Eu também tinha outra preocupação no momento - Vincent Kim vai me dispensar... - e decidi apenas caminhar em silêncio ao lado de meu amigo.

 Eu e Theo chegamos praticamente juntos no dia seguinte, atrasados pela ressaca e a curta noite de sono. Ao menos chegamos antes do senhor Kim, que passou como um foguete direto para seu escritório, não sem antes me encarar por alguns segundos aterrorizantes.

 Não muito tempo depois fui chamada a sala dele. Era isso, minhas suspeitas se confirmavam, seria retirada de meu estágio e perderia uma grande oportunidade. Era uma lição, nunca mais entraria em apartamentos desconhecidos, mesmo que escutasse gritos de socorro.

– O que você quer?

 Vincent Kim me olhava de cima, direto mas não tão ameaçador quanto poderia. Na verdade a falsa postura relaxada dele, sentado na mesa diante de mim, entregava uma certa preocupação. No começo não entendi o que aquela pergunta realmente significava, ele repetiu.

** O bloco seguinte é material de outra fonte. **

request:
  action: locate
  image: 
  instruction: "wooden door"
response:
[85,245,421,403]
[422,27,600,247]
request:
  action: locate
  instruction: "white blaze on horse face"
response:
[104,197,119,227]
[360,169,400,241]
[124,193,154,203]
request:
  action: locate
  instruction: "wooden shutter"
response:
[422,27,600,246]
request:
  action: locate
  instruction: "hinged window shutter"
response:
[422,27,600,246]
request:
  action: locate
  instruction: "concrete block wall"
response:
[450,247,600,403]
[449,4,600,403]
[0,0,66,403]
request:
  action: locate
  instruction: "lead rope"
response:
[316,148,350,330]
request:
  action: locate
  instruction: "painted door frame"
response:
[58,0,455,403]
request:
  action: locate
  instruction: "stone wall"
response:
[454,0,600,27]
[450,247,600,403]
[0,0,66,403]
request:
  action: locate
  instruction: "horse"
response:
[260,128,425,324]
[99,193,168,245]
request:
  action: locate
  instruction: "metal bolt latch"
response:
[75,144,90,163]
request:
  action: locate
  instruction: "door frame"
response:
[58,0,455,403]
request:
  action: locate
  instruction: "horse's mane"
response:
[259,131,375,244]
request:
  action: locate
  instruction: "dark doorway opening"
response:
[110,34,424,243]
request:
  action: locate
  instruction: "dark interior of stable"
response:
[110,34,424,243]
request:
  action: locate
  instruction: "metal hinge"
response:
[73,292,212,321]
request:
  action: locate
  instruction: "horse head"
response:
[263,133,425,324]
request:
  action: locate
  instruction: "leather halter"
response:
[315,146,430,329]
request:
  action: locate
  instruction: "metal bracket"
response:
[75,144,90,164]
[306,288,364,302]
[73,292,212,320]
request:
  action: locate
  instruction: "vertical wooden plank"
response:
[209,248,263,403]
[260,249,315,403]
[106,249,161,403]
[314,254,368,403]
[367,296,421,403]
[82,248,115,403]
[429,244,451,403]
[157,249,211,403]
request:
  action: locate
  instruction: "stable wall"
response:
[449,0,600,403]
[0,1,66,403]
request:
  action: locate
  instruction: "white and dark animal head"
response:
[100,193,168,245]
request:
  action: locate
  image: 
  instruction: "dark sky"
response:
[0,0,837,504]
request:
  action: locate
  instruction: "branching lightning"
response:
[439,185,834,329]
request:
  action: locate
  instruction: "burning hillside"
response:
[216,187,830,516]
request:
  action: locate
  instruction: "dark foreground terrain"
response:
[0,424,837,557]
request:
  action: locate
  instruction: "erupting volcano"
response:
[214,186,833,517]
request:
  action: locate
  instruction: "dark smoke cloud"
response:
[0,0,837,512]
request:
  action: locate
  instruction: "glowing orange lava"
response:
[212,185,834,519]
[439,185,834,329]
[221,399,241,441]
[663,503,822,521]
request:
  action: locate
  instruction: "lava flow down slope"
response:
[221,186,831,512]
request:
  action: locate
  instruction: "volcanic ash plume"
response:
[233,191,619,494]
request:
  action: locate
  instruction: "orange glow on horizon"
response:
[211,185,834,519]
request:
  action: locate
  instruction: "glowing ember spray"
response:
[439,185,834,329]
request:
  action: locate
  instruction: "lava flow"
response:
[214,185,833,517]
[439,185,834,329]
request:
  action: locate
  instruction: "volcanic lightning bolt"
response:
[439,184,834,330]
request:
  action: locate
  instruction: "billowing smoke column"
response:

 – Não quero cochichos sobre mim por aí – Que tipinho arrogante! – Por isso diga seu preço.

 Eu ia ficar ofendida, na verdade minha vontade era arrancar os olhos dele e sair correndo de volta para casa. Mas, apesar de chacoalhar por dentro, aquela era uma grande oportunidade. Sem titubear dei meu preço, o senhor Kim que se virasse agora.